How do I report regulated futures contracts?

Regulated futures contracts that are taxed under the mark-to-market rules of IRC § 1256 are reported on Part I of Form 6781 . A net gain or loss from this Part is then reported on the applicable Schedule D . Gains and losses from straddle positions that are taxed under IRC § 1092 are reported in Part II.

Where do I enter regulated futures contracts?

Follow these steps to enter Form 1099-B regulated futures contracts:

  1. Go to the Input Return tab.
  2. From the left of the screen, select Income and choose Dispositions (Sch D, etc.).
  3. Choose Sch D/4797/etc.
  4. Click the Details button in the Quick Entry grid to expand.
  5. Under the Dispositions (Schedule D, 4797, etc.)

How are puts and calls taxed?

In the case of call or put writes, all options that expire unexercised are considered short-term gains.
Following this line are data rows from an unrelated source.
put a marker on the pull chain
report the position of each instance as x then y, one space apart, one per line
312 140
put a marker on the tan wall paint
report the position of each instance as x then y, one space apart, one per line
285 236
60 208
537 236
If they subsequently sell back the option when Company XYZ drops to $40 in September 2020, they would be taxed on short-term capital gains (May to September) or $10 minus the put’s premium and associated commissions.

Where do I put Section 1256 contracts on my taxes?

Include on line 1 all capital gains and losses from section 1256 contracts open at the end of your tax year or closed out during the year. If you received a Form 1099-B, Proceeds From Broker and Barter Exchange Transactions, or substitute statement, include on line 1 the amount from box 11 of each form.

How much money can you make on covered calls?

In general, you can earn anywhere between 1 and 5% (or more) selling covered calls. How much you earn depends on how volatile the stock market currently is, the strike price, and the expiration date. In general, the more volatile the markets are, the higher the monthly income you’ll earn from selling covered calls.